Marine project would dramatically damage the Big Bend Aquatic Preserve
The proposed Magnolia Bay Marina and Resort is an epitome of a tourism development project that would seriously damage the very natural resources that draw folks to an area. A development firm, Secret Promise Ltd., and Dr. J. Crayton Pruitt want to excavate 26 acres of the salt marsh, fill in almost 9 acres for a marina, and dredge a two-mile long channel offshore through the seagrasses that are protected by the Big Bend Seagrasses Aquatic Preserve.
“It’s sort of ironic that they’ve proposed a development that would seriously threaten the scallop population, but they’re using access to the scallops as justification for it,” said Bill Arnold of the state Fish and Wildlife Research Institute, to the St. Petersburg Times.
The project has faced intense opposition from local anglers and scallopers, the Florida Wildlife Federation, the Sierra Club, 1,000 Friends of Florida, the Clean Water Network, Help for our Polluted Environment and Taylor (County) Residents United for the Environment.
Both federal and state agencies clearly aren’t thrilled by the project, as proposed. In fact, the Florida Department of Community Affairs told Taylor County officials that a land-use agreement with the developers is illegal, shuts out public participation and blocks state oversight. The department warned it will sue "to prevent the violation or circumvention of state law." The National Marine Fisheries Service has advised the Army Corps of Engineers that such a project would be subject to all National Environmental Policy Act consultation.

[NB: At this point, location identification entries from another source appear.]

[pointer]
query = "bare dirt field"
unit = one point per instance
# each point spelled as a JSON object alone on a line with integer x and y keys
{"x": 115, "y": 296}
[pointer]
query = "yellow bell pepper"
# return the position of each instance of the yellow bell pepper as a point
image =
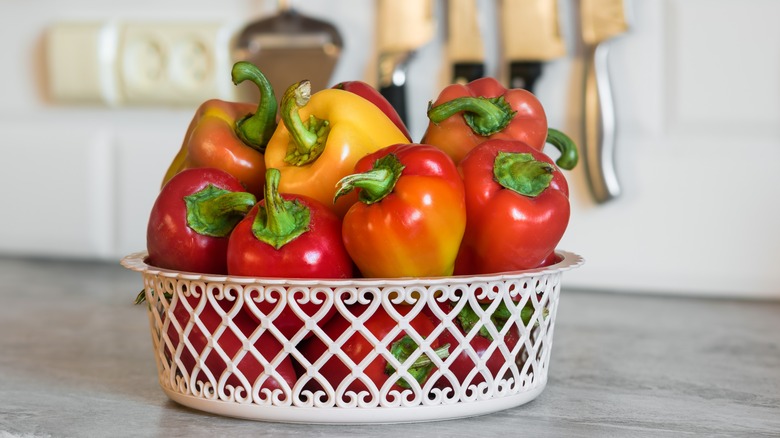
(321, 137)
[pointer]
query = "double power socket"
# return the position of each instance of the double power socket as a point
(139, 63)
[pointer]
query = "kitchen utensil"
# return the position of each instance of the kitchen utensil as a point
(530, 36)
(464, 41)
(403, 26)
(601, 21)
(177, 301)
(288, 47)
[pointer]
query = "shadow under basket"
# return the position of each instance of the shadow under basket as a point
(353, 350)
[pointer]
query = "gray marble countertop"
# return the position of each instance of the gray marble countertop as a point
(75, 361)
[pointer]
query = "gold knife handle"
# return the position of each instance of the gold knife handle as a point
(599, 125)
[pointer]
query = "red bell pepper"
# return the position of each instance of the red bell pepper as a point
(467, 319)
(411, 212)
(380, 324)
(465, 115)
(192, 218)
(231, 136)
(518, 208)
(289, 236)
(200, 347)
(371, 94)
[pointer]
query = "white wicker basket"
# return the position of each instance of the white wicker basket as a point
(208, 370)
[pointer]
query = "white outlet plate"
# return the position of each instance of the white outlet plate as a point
(139, 63)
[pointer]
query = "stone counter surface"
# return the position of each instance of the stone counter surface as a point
(76, 361)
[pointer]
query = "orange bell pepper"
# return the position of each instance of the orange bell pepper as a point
(411, 216)
(320, 138)
(231, 136)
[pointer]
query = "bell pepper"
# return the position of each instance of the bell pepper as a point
(518, 208)
(231, 136)
(289, 236)
(411, 213)
(465, 115)
(320, 138)
(192, 219)
(370, 93)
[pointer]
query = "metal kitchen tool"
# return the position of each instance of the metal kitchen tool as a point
(530, 36)
(601, 20)
(403, 26)
(464, 41)
(288, 47)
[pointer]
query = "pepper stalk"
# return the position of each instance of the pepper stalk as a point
(307, 138)
(280, 221)
(256, 129)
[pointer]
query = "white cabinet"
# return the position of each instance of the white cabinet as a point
(698, 105)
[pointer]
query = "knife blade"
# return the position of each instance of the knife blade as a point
(601, 21)
(403, 27)
(464, 41)
(530, 36)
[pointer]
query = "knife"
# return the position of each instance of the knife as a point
(601, 20)
(530, 36)
(464, 41)
(403, 27)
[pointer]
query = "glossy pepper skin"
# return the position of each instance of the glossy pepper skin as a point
(465, 115)
(231, 136)
(192, 218)
(411, 213)
(371, 94)
(289, 236)
(320, 139)
(518, 208)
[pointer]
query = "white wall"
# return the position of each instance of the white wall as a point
(698, 100)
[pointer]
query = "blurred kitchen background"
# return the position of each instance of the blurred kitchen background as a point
(96, 97)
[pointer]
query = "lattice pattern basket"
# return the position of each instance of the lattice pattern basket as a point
(301, 350)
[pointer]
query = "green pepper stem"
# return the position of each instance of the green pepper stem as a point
(256, 129)
(280, 221)
(214, 212)
(485, 116)
(307, 138)
(376, 183)
(522, 173)
(565, 145)
(403, 348)
(468, 318)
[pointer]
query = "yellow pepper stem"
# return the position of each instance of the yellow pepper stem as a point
(308, 137)
(376, 183)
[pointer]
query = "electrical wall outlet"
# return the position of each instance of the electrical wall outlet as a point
(139, 63)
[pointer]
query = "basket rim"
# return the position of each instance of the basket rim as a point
(137, 262)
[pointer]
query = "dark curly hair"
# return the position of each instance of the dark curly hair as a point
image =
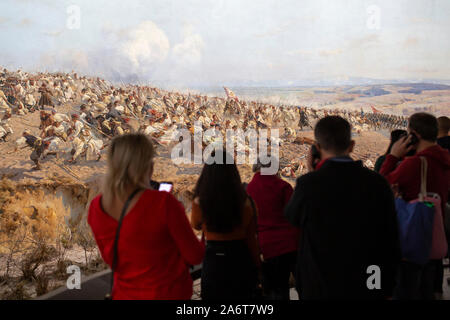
(221, 194)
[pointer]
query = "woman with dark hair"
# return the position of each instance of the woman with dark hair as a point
(227, 217)
(395, 136)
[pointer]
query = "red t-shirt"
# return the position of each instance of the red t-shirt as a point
(156, 248)
(275, 234)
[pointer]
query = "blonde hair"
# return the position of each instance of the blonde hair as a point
(130, 158)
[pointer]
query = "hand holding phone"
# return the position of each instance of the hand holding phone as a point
(404, 145)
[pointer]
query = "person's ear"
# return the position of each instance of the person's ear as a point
(351, 147)
(417, 134)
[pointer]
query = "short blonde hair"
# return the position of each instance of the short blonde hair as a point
(130, 158)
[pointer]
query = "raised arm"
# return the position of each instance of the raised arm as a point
(191, 249)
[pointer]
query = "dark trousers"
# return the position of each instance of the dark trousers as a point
(415, 282)
(276, 275)
(228, 272)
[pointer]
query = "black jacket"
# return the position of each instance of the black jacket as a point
(348, 220)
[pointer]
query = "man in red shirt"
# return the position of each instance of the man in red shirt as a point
(423, 128)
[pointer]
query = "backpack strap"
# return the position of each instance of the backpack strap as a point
(423, 178)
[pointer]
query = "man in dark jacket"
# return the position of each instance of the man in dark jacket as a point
(349, 247)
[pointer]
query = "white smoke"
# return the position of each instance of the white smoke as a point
(143, 47)
(136, 54)
(190, 51)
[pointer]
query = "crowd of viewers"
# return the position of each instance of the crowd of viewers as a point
(326, 234)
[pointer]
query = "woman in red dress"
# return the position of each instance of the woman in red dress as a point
(156, 244)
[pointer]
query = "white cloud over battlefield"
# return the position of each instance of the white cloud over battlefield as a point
(213, 42)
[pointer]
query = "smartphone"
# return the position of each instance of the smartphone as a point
(414, 140)
(166, 186)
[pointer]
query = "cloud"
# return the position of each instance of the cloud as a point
(25, 22)
(122, 55)
(316, 52)
(53, 33)
(143, 47)
(411, 41)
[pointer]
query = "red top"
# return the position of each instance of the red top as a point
(407, 174)
(156, 248)
(275, 234)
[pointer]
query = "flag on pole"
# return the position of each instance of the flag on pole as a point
(375, 110)
(230, 94)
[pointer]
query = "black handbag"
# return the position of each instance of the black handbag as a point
(108, 296)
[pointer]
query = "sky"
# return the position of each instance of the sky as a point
(229, 42)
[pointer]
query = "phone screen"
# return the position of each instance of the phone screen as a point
(165, 186)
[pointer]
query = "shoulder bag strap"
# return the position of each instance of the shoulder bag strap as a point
(423, 178)
(116, 240)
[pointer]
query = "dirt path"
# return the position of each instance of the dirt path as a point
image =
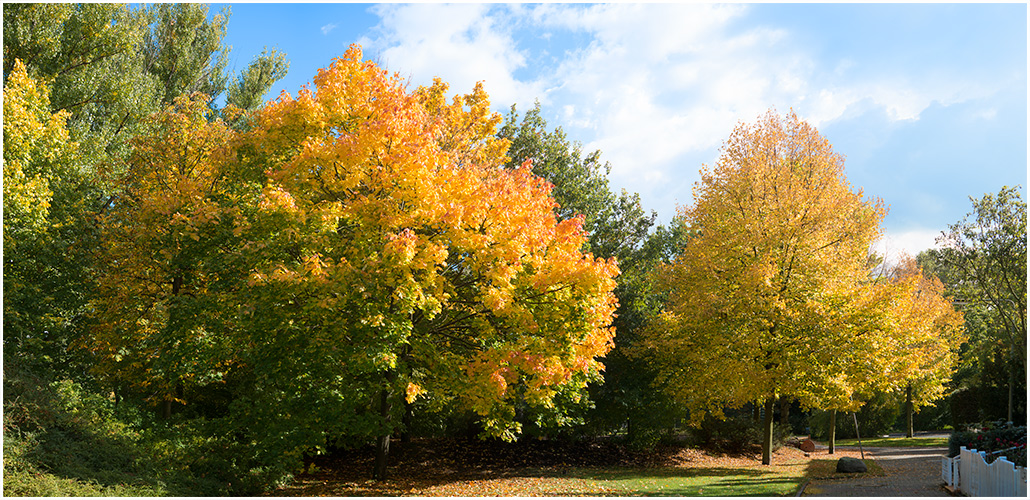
(911, 472)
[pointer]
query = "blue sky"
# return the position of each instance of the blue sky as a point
(928, 102)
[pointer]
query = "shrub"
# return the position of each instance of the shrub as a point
(874, 419)
(998, 439)
(735, 435)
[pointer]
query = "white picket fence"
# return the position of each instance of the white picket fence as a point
(970, 473)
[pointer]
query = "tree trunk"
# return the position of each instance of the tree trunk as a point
(1011, 382)
(832, 431)
(382, 446)
(767, 430)
(406, 422)
(908, 411)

And, the Corps acknowledges that more than 1,000 comments in opposition to the project have been submitted to them. Now, the EPA says the proposed Magnolia Bay Marina and Resort near Dekle Beach threatens what it considers to be an "aquatic resource of national importance."

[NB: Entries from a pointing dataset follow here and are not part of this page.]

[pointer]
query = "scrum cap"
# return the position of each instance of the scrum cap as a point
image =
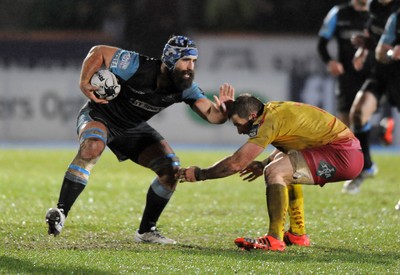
(176, 48)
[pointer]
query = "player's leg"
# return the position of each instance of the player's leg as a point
(365, 104)
(162, 160)
(93, 139)
(297, 230)
(278, 174)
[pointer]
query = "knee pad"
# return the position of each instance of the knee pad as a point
(81, 170)
(168, 161)
(93, 133)
(361, 129)
(161, 190)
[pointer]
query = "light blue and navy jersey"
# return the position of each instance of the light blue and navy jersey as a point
(379, 15)
(341, 23)
(391, 34)
(140, 98)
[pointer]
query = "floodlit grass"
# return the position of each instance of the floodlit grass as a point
(350, 234)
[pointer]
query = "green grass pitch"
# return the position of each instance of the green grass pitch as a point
(350, 234)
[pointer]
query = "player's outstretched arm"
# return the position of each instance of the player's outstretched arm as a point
(97, 58)
(216, 112)
(225, 167)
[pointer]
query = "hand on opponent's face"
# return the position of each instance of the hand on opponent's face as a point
(188, 174)
(226, 97)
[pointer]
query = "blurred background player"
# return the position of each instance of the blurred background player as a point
(331, 153)
(147, 87)
(371, 92)
(388, 52)
(342, 22)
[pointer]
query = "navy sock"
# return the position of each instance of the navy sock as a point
(152, 211)
(70, 191)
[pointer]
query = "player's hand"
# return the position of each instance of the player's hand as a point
(226, 97)
(88, 90)
(396, 53)
(252, 171)
(188, 174)
(335, 68)
(358, 41)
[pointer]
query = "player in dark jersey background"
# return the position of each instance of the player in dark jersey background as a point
(148, 86)
(388, 52)
(341, 23)
(371, 92)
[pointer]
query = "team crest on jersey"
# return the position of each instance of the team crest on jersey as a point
(325, 170)
(254, 130)
(125, 59)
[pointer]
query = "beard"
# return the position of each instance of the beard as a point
(180, 81)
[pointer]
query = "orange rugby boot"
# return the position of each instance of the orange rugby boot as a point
(265, 242)
(290, 238)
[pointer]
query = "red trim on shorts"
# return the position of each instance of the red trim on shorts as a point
(337, 161)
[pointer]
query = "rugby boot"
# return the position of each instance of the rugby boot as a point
(265, 242)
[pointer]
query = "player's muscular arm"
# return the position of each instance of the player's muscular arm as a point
(384, 53)
(227, 166)
(97, 57)
(216, 112)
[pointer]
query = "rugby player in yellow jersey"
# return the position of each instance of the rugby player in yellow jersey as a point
(312, 147)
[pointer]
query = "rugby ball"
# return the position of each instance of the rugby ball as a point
(108, 84)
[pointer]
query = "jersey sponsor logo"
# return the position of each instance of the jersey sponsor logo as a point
(325, 170)
(114, 61)
(254, 130)
(124, 60)
(146, 106)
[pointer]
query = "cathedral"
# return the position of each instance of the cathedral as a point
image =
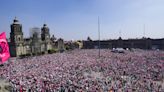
(36, 44)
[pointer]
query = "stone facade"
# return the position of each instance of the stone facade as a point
(38, 43)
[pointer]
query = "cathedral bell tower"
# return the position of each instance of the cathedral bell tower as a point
(16, 39)
(45, 36)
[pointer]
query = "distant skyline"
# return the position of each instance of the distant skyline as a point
(78, 19)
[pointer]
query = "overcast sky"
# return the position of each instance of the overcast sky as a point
(77, 19)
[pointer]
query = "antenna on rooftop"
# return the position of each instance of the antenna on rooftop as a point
(144, 31)
(120, 33)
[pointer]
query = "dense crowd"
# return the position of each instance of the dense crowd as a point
(84, 71)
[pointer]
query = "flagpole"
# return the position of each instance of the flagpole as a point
(99, 34)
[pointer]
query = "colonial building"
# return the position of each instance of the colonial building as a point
(143, 43)
(37, 43)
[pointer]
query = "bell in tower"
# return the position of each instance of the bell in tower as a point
(16, 39)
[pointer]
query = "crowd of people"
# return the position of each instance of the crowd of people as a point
(85, 71)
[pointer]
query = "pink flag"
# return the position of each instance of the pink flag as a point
(4, 48)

The EPA has authority under the federal Clean Water Act to block a project, but hasn’t stopped a project since the early ‘90s. Still, the agency said the applicants haven't shown how the project avoids or minimizes environmental harm, which they are required to do.

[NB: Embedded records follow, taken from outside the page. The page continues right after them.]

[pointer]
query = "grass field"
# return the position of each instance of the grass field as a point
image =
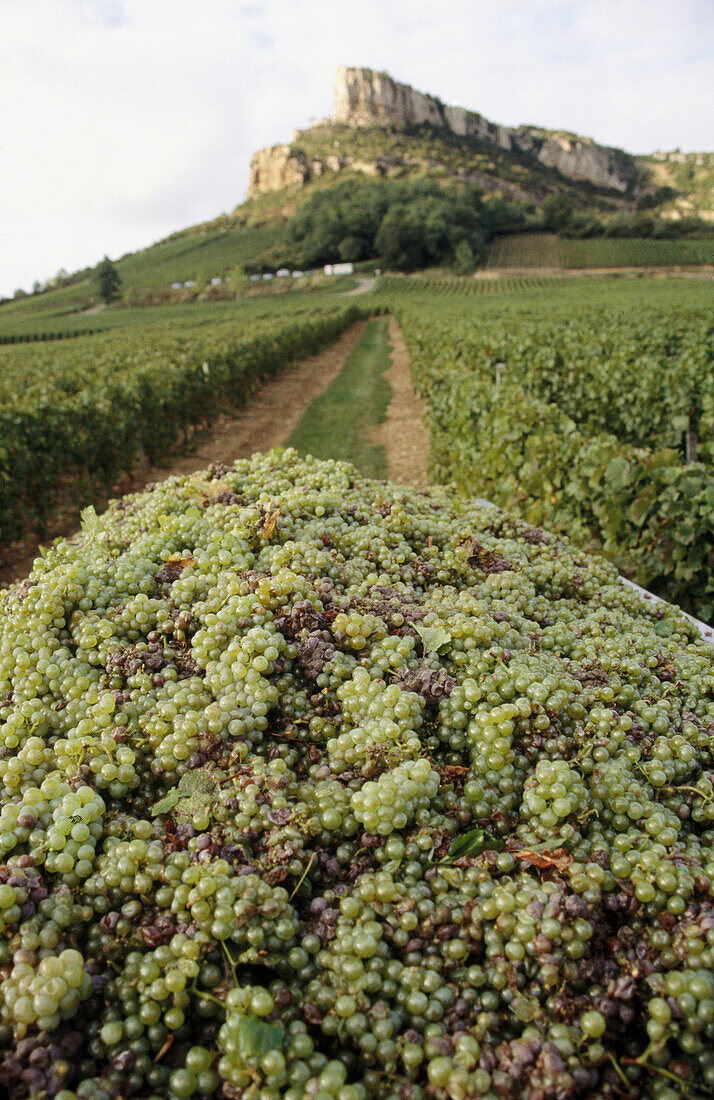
(339, 424)
(524, 250)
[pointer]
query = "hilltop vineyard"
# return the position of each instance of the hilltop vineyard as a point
(318, 788)
(85, 409)
(588, 408)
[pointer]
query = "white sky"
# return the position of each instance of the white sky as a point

According to the Tallahassee Democrat, the developers claim that the EPA’s comments came before Secret Promise submitted a plan for managing and protection sea grass in the area.
But activists say the developers did submit documents pertaining to seagrassses within the allotted timeframe, and that the proposals were “ludicrous.”
“It’s laughable to say that you can dig up seagrasses and move them, and move them into dead zone caused by the pollution discharges that come down the Fenholloway River,” said local activist Joy Towles Ezell. “The water is so polluted where they want to “transplant” the seagrasses that no seagrass can grow there.”